Exploiting Global Contextual Information for Document-level Named Entity
Recognition
- URL: http://arxiv.org/abs/2106.00887v1
- Date: Wed, 2 Jun 2021 01:52:07 GMT
- Title: Exploiting Global Contextual Information for Document-level Named Entity
Recognition
- Authors: Zanbo Wang, Wei Wei, Xianling Mao, Shanshan Feng, Pan Zhou, Zhiyong He
and Sheng Jiang
- Abstract summary: We propose a model called Global Context enhanced Document-level NER (GCDoc)
At word-level, a document graph is constructed to model a wider range of dependencies between words.
At sentence-level, for appropriately modeling wider context beyond single sentence, we employ a cross-sentence module.
Our model reaches F1 score of 92.22 (93.40 with BERT) on CoNLL 2003 dataset and 88.32 (90.49 with BERT) on Ontonotes 5.0 dataset.
- Score: 46.99922251839363
- License: http://arxiv.org/licenses/nonexclusive-distrib/1.0/
- Abstract: Most existing named entity recognition (NER) approaches are based on sequence
labeling models, which focus on capturing the local context dependencies.

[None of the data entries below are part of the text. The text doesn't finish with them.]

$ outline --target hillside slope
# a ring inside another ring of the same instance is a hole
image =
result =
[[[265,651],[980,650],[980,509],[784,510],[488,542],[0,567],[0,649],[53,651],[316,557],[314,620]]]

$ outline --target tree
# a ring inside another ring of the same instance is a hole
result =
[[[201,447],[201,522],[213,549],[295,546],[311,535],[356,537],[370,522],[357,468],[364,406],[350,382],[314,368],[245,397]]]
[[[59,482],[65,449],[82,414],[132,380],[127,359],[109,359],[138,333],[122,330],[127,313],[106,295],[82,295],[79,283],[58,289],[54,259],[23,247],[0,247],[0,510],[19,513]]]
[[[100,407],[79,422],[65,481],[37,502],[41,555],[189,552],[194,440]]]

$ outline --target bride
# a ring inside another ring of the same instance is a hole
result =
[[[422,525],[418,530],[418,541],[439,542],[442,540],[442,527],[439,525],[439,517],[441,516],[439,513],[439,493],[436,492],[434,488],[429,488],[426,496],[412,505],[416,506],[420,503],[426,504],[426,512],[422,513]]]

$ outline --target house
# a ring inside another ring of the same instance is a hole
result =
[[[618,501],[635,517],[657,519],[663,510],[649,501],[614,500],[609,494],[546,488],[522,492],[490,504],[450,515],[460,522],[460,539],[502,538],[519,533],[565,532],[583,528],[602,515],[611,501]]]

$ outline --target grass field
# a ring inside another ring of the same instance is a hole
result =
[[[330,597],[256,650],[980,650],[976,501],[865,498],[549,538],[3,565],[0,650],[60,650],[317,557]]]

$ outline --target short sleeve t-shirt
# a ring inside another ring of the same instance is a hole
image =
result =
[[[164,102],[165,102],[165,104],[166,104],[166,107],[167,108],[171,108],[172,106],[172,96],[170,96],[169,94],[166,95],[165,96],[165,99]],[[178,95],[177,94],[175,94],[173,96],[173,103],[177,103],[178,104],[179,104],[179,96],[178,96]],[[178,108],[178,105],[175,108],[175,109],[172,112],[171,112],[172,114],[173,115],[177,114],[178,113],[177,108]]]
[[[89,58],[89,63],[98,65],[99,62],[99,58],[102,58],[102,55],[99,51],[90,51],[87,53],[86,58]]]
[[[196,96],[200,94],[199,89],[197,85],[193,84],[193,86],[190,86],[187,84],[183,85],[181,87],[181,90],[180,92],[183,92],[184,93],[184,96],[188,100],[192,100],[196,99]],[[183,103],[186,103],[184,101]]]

However, the way of taking one sentence as input prevents the modeling of
non-sequential global context, which is useful especially when local context
information is limited or ambiguous. To this end, we propose a model called
Global Context enhanced Document-level NER (GCDoc) to leverage global
contextual information from two levels, i.e., both word and sentence. At
word-level, a document graph is constructed to model a wider range of
dependencies between words, then obtain an enriched contextual representation
for each word via graph neural networks (GNN). To avoid the interference of
noise information, we further propose two strategies. First we apply the
epistemic uncertainty theory to find out tokens whose representations are less
reliable, thereby helping prune the document graph. Then a selective auxiliary
classifier is proposed to effectively learn the weight of edges in document
graph and reduce the importance of noisy neighbour nodes. At sentence-level,
for appropriately modeling wider context beyond single sentence, we employ a
cross-sentence module which encodes adjacent sentences and fuses it with the
current sentence representation via attention and gating mechanisms. Extensive
experiments on two benchmark NER datasets (CoNLL 2003 and Ontonotes 5.0 English
dataset) demonstrate the effectiveness of our proposed model. Our model reaches
F1 score of 92.22 (93.40 with BERT) on CoNLL 2003 dataset and 88.32 (90.49 with
BERT) on Ontonotes 5.0 dataset, achieving new state-of-the-art performance.